Bila industri kreatif tersebut sedang tumbuh dan belum
sepenuhnya menjangkau seluruh wilayah Indonesia, kehadiran aplikasi kekinian
bernama CashCoop misalnya, menjadi salah satu contoh bahwa dampak lain dari
perkembangan ICT bisa dirasakan manfaatnya secara lebih luas.

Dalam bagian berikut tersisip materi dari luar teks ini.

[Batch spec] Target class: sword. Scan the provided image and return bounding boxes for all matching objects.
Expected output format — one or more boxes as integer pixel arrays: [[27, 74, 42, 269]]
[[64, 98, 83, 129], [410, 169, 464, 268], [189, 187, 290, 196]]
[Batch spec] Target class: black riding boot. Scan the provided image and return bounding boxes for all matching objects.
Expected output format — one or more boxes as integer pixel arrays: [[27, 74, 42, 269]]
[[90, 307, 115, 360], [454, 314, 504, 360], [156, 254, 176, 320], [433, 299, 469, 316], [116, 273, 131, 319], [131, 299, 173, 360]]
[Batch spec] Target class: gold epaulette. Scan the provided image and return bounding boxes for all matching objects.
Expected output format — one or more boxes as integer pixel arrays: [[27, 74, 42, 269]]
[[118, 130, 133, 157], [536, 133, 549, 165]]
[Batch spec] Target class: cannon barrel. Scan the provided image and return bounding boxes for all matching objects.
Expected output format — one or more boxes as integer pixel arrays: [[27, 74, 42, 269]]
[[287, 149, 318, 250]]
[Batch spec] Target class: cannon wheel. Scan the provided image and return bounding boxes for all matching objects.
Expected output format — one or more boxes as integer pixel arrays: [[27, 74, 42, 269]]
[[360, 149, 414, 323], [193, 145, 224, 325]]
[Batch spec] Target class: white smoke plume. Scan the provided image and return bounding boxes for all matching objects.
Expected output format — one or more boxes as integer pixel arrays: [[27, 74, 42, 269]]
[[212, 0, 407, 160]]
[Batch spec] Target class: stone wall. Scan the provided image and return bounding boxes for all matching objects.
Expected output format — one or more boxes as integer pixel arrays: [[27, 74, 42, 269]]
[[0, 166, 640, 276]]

Apliasi ini merupakan penerapan dari financial technologi (fintech) yang saat ini sedang merasuk
perbankan untuk juga menyasar koperasi-koperasi. Tujuannya tidak hanya
melindungi koperasi dalam persaingan dengan perbankan yang jelas lebih kuat
baik dari segi keuangan maupun teknologi informasi. Juga sebagai bentuk
penerapan sumber daya teknologi informasi yang mudah diakses oleh masyarakat
melalui jaringan koperasi inklusif
Aplikasi ini memainkan fungsi sebagai sistem pembayaran
untuk koperasi, pembelian (pulsa, token listrik dan penjualan online) serta transfer. Dengan demikian
manfaatnya bisa dirasakan baik oleh Koperasi maupun para anggotanya untuk
berbagai keperluan mulai dari pembayaran tagihan telepon, air, TV kabel,listrik
hingga pembelian tiket kereta api dan pembayaran iuran BPJS Kesehatan.
Pemenuhan Nawacita
Gambaran kecil di atas menjadi jelas betapa besar manfaat
yang diperoleh dari ketersediaan sistem komunikasi yang baik. Tentu saja
manfaat tersebut akan semakin besar dengan kehadiran Telkom 3S sebagai tulang
punggung,selain serat optik, untuk menjangkau hingga ke seluruh wilayah
Nusantara.
Hal ini dengan sendirinya membantu pemerintah mewujudkan
Nawacita atau 9 agenda prioritas Joko Widodo-Jusuf Kalla. Telkom 3S semakin
memperkuat sistem keamanan nasional dan pembangunan pertahanan untuk melindungi
warga negara (poin satu). Selain itu mampu meningkatkan produtivitas dan daya
saing di tingkat global (poin 6).
Tak kalah penting sebagaimana termaktub dalam
poin 3, “Membangun Indonesia dari pinggiran dengan memperkuat daerah-daerah dan
desa dalam kerangka negara kesatuan.”
Dalam kekaguman akan Telkom 3S beserta manfaat besar yang
menyertainya, terbersit sejumlah pertanyaan sederhana.Mengapa Indonesia harus
membeli satelit yang sudah berjumlah 18 buah itu dari negara lain? Kapan
Indonesia bisa melahirkan satelit secara mandiri?
Dengar-dengar perekayasa Indonesia sudah mampu membuat
satelit mikro. Semoga suatu saat anak bangsa mampu mengkreasi satelit komunikasi. Amin.
Tulisan ini terbit pertama di Kompasiana, 28 Februari 2017.